Deel 9

6 2 2
                                    

Ik weet dat je er niet bent.

Ik weet dat je weg bent en dat ik je nooit meer zal zien.

Maar toch, toch blijft dat kleine stemmetje in mijn hoofd spreken tegen mij. Vind hem. Zoek hem. Vertel hem wat er is gebeurd en kus hem.

Maar het stemmetje snapt niet dat ik dat heb geprobeerd.

Het stemmetje snapt niet dat jij er niet meer bent, en dat ik door moet gaan, zonder jou. Hoe lastig dat ook is.

~

Ik weet nog toen we samen bij het zwarte meer steentjes aan het gooien waren.

Jij, Alyssa en Avina waren net in het quidditch team gekomen en Avina kon niet blijer zijn.

Mijn stenen bleven stuiteren, terwijl jij ze volgde met je ogen, de rimpelingen in het water nastarend terwijl je haar in de luchtige wind bewoog. De zee reflecterend in je ogen, maar waar de zee meestal woest en wild was, was hij in die korte secondes kalm. Ontspannen.

Alyssa's steentjes volgde de mijne en jij werd steeds gefrustreerder toen jouw stenen niet bleven stuiteren, de frons op je gezicht zorgde voor een glimlach op mijn gezicht die in een lach veranderde toen je een steen in het water gooide die je hele voorhoofd en haar nat maakte.

Je haatte het altijd als je haar nat was, maar voor mij was er geen look die jou natuurlijker stond.

~

Ik herinner onze eerste kus nog.

En onze tweede.

Onze derde, vierde, vijfde, fuck ik herinner ze allemaal.

Maar aan ze denken brengt me meer verdriet als blijdschap, terwijl ik nergens anders aan lijk te kunnen denken.

Waarom? Waarom?

Waarom moest ik alleen overblijven?

~

Hey,

Ik mis je nog steeds, iedere dag.

Maar ik denk dat het beter wordt.

Langzaamaan.

Ik heb het gevoel dat alles opschrijven het meer uit mijn hoofd haalt, en de frisse lucht doet me goed.

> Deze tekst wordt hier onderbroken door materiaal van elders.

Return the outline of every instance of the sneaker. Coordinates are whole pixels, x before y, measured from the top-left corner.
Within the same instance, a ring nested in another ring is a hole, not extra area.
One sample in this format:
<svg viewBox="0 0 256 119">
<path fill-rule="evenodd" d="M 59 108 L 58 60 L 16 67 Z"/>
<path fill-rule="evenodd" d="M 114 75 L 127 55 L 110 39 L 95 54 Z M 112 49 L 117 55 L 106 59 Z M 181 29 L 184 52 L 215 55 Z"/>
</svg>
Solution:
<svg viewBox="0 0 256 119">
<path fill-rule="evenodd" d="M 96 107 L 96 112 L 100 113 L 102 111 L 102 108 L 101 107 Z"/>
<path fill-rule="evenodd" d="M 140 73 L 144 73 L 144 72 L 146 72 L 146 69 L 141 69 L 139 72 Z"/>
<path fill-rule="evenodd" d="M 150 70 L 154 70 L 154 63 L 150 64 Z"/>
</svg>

Castor en Hazel weten mijn leven altijd wel zuur te maken, en het daarna beter te maken als voorheen. Soms word ik ze zo beu, maar dan realiseer ik me dat ik het erger had kunnen hebben.

Laatst hadden ze de wasmachine volgedaan met wasmiddel en was hij overspoelt door bellen.

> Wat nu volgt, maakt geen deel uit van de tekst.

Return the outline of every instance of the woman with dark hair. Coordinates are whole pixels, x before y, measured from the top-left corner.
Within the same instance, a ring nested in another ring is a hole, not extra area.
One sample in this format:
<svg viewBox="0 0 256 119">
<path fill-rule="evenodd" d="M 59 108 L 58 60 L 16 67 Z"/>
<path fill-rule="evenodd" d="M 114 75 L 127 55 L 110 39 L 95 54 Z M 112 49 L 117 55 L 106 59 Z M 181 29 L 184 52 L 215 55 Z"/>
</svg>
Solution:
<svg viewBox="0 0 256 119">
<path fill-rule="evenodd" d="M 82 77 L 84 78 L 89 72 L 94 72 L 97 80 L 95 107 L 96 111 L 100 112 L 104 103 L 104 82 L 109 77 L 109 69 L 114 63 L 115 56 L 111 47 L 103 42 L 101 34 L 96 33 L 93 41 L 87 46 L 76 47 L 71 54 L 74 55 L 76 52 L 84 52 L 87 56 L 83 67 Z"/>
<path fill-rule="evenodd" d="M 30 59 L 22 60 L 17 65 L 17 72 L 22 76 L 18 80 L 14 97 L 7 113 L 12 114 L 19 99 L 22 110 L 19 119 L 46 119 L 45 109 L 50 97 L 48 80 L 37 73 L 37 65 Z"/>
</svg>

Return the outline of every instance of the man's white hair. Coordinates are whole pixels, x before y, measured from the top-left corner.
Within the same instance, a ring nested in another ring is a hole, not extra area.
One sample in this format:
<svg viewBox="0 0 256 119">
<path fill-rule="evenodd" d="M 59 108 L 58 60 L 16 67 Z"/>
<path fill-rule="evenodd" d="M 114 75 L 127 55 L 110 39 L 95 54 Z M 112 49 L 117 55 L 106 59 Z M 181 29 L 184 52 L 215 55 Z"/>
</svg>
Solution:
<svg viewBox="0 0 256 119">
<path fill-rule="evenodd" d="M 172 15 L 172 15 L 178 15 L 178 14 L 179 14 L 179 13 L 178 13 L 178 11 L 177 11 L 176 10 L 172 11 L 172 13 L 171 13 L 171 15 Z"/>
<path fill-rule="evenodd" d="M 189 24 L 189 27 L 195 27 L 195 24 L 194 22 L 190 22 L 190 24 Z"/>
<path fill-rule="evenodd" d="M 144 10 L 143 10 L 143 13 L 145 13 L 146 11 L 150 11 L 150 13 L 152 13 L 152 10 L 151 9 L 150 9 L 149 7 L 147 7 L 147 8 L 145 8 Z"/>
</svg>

De hal aan mijn en hun kamers stonden helemaal onder bellen en Castor en Hazel moesten alles opruimen.

Nou, wat een straf moest zijn werd een bellengevecht met de hele familie.

Ik weet niet waar je bent, maar weet dat als je ooit een thuis nodig hebt, dat je altijd hierheen kan komen.

~

Ik mis Hazel en Castor.

Ik snap dat ze terug naar school moesten, maar nu heb ik alleen in dit huis en voelt het alsof de muren me onderdrukken tot ik geen adem meer halen kan.

Ik help zoveel ik kan met de winkel, maar mijn vaders maken zich zorgen om me omdat ik zoveel werk.

Ze sturen me nu bijna dagelijks naar Rose om samen met haar iets te gaan doen.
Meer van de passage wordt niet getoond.